Più di quattro italiani su dieci (44%) mangiano alimenti oltre il limite di tempo indicato nelle confezioni. In particolare, il 32% li consuma anche se scaduti da una settimana, l’8% da non più di un mese e il 4% anche oltre. E’ quanto è emerso dai risultati della prima indagine sui “Cambiamenti delle abitudini alimentari degli italiani”, presentati dai presidenti della Coldiretti Roberto Moncalvo e di Ixè Roberto Weber, all’apertura del Forum Internazionale dell’Agricoltura e dell’Alimentazione di Cernobbio per la Giornata mondiale dell’Alimentazione della Fao. Secondo l’indagine, nel 2016 il 33% degli italiani ha diminuito gli sprechi alimentari mentre il 31% li ha mantenuti costanti, il 25% li ha addirittura annullati mentre solo il 7% dichiara di averli aumentati. Tra chi ha tagliato gli sprechi, il 60 per cento fa la spesa in modo più oculato, altrettanti utilizzano gli avanzi nel pasto successivo, il 40% riducendo le quantità acquistate, il 48% guardando con più attenzione la data di scadenza e il 15% donando il cibo in beneficenza. Dati significativi in una situazione in cui in media ogni italiano butta nel bidone della spazzatura 76 chili di prodotti alimentari (dati 2015). Gli sprechi costano all’Italia 12,5 miliardi, che si perdono nel 54% dei casi al consumo, per il 21% nella ristorazione, per il 15% nella distribuzione commerciale, per l’8% nell’agricoltura e per il 2% nella trasformazione. Il contenimento degli sprechi è tra gli obiettivi della Fao, secondo la quale oltre un terzo del cibo nel mondo viene perso o sprecato per un totale di 1,3 miliardi di tonnellate l’anno.

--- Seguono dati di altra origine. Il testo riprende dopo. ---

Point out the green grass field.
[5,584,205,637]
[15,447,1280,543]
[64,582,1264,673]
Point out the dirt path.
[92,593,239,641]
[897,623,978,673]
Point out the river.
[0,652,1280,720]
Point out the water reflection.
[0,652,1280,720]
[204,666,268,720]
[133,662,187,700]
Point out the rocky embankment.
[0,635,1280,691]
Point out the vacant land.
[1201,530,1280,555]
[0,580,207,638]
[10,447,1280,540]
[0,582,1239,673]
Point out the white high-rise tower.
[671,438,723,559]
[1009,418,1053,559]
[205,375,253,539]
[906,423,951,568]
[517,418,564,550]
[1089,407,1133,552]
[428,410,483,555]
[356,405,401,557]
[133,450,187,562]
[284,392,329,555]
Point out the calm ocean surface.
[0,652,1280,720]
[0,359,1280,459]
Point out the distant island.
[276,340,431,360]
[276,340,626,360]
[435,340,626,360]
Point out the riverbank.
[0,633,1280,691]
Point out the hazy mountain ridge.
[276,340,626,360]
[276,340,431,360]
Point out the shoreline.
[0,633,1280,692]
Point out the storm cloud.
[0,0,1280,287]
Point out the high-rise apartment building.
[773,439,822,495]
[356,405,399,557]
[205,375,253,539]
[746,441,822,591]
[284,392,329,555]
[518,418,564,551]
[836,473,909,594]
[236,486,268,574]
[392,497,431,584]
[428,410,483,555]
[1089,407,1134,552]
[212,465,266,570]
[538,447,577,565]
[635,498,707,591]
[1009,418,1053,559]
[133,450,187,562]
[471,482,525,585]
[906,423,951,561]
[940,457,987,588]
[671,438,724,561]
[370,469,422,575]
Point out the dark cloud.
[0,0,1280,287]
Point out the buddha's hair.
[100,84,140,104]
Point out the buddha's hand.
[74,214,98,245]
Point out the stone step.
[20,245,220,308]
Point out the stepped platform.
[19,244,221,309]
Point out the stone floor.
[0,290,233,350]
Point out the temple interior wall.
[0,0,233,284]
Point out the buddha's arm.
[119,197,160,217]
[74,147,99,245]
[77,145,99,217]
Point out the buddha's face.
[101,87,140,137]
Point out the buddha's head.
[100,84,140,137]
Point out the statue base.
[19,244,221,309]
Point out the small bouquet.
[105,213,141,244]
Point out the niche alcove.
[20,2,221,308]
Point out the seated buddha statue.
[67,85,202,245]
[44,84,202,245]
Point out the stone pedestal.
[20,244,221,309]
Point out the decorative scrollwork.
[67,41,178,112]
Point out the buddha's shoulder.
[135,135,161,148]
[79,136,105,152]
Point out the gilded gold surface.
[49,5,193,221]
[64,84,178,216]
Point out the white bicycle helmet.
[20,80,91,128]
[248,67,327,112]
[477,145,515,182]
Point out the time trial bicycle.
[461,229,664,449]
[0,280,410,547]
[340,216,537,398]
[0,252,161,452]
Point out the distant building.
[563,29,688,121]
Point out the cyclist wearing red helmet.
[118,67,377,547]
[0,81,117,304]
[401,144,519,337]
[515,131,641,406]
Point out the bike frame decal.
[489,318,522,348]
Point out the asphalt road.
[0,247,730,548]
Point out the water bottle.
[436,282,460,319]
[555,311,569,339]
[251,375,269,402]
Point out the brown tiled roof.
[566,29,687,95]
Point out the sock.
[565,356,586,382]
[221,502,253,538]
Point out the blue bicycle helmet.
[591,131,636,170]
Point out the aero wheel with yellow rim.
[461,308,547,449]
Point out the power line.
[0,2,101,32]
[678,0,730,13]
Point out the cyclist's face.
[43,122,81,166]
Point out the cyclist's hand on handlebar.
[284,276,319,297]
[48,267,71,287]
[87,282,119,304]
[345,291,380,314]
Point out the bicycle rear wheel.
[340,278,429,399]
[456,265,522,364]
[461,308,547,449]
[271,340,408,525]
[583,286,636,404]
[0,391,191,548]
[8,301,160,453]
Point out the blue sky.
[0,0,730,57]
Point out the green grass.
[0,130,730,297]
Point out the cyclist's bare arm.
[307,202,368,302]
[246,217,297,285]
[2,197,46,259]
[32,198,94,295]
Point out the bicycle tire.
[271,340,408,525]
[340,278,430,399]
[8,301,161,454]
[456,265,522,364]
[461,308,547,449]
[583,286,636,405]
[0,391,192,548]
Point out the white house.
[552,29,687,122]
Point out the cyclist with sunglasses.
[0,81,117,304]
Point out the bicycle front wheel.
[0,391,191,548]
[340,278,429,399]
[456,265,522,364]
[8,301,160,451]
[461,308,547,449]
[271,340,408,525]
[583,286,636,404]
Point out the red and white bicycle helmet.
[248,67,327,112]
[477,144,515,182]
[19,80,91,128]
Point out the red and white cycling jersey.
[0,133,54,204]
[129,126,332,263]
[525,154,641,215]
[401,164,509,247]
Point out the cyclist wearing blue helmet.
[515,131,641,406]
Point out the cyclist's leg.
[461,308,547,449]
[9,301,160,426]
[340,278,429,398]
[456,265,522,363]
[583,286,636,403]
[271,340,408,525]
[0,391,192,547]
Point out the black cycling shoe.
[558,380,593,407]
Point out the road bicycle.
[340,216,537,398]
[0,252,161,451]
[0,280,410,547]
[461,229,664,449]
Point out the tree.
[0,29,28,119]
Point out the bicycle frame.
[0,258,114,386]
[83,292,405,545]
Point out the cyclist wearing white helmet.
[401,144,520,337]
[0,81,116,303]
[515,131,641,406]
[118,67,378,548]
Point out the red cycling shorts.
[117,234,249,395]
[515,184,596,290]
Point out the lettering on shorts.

SPRECO E SALUTE – Un obiettivo che non deve però andare a scapito della tutela della salute ed è importante – sostiene la Coldiretti – la conoscenza delle informazioni fornite in etichetta ed in particolare al diverso significato tra “da consumarsi entro” e “da consumarsi preferibilmente entro”. La prima dicitura indica la data entro cui il prodotto deve essere consumato ma anche il termine oltre il quale un alimento non può più essere posto in commercio. Tale data non deve essere superata, altrimenti ci si può esporre a rischi per la salute. Si applica ai prodotti preconfezionati, rapidamente deperibili come il latte fresco (7 giorni) e le uova (28 giorni). E’ indicata dal giorno, il mese ed eventualmente l’anno e vale per tutti i prodotti con una durabilità non superiore a 30 giorni. Discorso diverso per il Termine Minimo di Conservazione (TMC) riportato con la dicitura “da consumarsi preferibilmente entro“ che indica la data fino alla quale il prodotto alimentare conserva le sue proprietà organolettiche e gustative, o nutrizionali specifiche in adeguate condizioni di conservazione, senza che il superamento della scadenza comporti rischi per la salute. La durata viene stabilita autonomamente dagli stessi produttori in base ad una serie di fattori che vanno dal trattamento tecnologico alla qualità delle materie prime, dal tipo di lavorazione e di conservazione all’imballaggio.
SKOOL, LA LOTTA PARTE DALLA SCUOLA – Nell’ambito della lotta allo spreco di cibo, International Food Waste Coalition celebra il suo primo anno di attività con l’estensione a nuove scuole del riuscito programma pilota sullo spreco alimentare. Si tratta dell’unione collaborativa dal produttore al consumatore che lotta contro lo spreco alimentare nel settore dei servizi di ristorazione. A un anno dalla sua creazione ad opera dei membri fondatori Ardo, McCain, PepsiCo, SCA, Sodexo, Unilever Food Solutions e WWF, continua a promuovere la collaborazione all’interno della catena di valore, attuando azioni concrete e incentrando la discussione sulla riduzione degli sprechi di cibo. La Coalizione sta attualmente lanciando il suo primo programma mirato all’azione, SKOOL, pensato per aiutare le scuole in Europa a ridurre il problema dello spreco alimentare.
La fase pilota è stata attuata all’interno di sei scuole in Francia, Italia e Regno Unito tra gennaio e luglio 2016. In sei mesi sono stati coinvolti nell’iniziativa quasi 2.800 bambini e ragazzi e 5.000 famigliari. Le scuole partecipanti hanno raggiunto nel complesso (cucina e refettori) una riduzione media dello spreco alimentare del 12%, il che significa aver evitato 2,5 tonnellate di cibo sprecato e quasi 5 tonnellate di emissioni di CO2 in meno.